When Sharansky said that "it is clear to all that the disengagement is the first step on the road map," Sharon interjected that "there will be no automatic start on our part of the road map. We will only go on to the road map when the PA does all it has committed to do, like stopping the incitement, dismantling the terror organizations, conducting reforms and ceasing the violence."

The cabinet also voted 20-1 with one abstention to approve the route of the security barrier around Jerusalem where it does not already exist.

Shin Bet security service chief Avi Dichter warned that the new route could turn travelers on Road No. 443 into "sitting ducks." The route has been quiet for some time and is the main road from Yerushalayim to Modiin and Modiin Illit (Kiryat Sefer). The Shin Bet chief urged a return to the original route — which was changed in response to a High Court ruling — in which the fence passes north of Road 443.

The issue was not closed and is to be taken up by the political-security cabinet.

Minister Yisrael Katz was the fence's lone opponent.

On Monday Israel released 500 prisoners in a show of support for Palestinian president Mahmoud Abbas. The Palestinian people and its leadership consider prisoner release a central indication of "progress" in the peace process. This could be a point of serious contention in the future.

In the past, the release of prisoners served to replenish the ranks of terrorists. A former security prisoner released in January 2004 in a deal with Hizbullah for the bodies of three soldiers and businessman Elhanan Tannenbaum was one of two gunmen shot and killed by soldiers a week ago while attempting an attack at Har Bracha, according to a report in the Jerusalem Post.

Atsem Mansour, 29, was imprisoned in Israel between October 2001 and January 2004 for terrorism. He was one of 462 security prisoners released in exchange for Tannenbaum and the bodies of three Israeli soldiers killed on the Lebanese border.

500 prisoners were released at this time. Israel initially agreed to release 900 security detainees, but only 500 were released so far this week. Security officials said the remaining 400 have yet to be approved, and a time for their release has not been decided.

Only 200 of the 500 Palestinian prisoners released this week served two-thirds of their sentences which would normally make them eligible for parole.

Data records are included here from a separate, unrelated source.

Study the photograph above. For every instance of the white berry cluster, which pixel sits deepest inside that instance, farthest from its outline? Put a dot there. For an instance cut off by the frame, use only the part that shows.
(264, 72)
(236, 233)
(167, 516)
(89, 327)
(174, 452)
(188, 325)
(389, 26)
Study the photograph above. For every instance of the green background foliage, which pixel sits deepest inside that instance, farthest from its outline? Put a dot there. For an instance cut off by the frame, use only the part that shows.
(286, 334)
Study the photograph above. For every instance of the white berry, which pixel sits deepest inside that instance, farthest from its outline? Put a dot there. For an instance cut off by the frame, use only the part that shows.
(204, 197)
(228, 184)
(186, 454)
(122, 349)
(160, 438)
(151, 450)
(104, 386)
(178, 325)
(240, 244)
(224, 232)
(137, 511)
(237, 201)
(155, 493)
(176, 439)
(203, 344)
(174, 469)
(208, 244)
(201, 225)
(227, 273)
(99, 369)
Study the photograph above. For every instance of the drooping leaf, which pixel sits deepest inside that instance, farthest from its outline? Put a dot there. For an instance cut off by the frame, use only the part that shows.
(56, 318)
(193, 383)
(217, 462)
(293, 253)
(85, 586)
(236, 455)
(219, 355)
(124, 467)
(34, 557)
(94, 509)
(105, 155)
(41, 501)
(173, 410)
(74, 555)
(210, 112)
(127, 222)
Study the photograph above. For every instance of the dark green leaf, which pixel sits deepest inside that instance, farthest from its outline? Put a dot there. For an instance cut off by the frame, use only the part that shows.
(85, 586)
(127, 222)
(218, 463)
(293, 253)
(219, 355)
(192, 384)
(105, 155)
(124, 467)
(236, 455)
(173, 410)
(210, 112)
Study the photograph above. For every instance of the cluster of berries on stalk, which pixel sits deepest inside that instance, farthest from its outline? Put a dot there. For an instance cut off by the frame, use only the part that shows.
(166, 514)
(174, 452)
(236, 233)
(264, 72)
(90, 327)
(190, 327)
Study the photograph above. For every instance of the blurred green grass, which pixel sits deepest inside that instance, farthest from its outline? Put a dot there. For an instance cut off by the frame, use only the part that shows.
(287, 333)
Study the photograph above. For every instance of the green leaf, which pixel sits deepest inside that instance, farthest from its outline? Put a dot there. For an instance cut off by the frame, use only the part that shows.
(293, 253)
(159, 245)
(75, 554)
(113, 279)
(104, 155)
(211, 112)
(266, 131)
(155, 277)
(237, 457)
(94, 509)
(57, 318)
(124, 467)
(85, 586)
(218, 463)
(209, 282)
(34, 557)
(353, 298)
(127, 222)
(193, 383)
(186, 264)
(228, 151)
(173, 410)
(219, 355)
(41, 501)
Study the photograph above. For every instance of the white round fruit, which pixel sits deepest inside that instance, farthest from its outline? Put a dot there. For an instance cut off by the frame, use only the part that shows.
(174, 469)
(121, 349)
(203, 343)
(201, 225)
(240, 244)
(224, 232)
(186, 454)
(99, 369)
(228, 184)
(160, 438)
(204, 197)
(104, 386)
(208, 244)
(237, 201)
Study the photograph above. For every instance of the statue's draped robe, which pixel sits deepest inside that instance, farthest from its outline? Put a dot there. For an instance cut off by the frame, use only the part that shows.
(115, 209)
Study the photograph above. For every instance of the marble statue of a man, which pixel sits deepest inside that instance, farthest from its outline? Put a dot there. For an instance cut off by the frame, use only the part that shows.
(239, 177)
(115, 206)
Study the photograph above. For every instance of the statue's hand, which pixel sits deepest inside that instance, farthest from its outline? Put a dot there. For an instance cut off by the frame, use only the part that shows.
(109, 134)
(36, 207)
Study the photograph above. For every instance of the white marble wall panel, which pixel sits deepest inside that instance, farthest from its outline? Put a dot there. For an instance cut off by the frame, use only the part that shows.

The High Court rejected a petition against the release by an organization of terror victims. The state's attorney told the Court that of the other 300 released, 120 were security detainees to whom the criterion of time served did not apply since they were not serving a sentence, while another 180 prisoners had yet to serve two-thirds of the sentences they had been given in court.

The security establishment's most current statistics about prisoner release relate to the May 1985 "Jibril deal" in which more than 1,000 prisoners were released: Of the 238 of them released to the West Bank and Gaza, 48 percent, or 114, resumed terrorist activities eventually, as far as is known.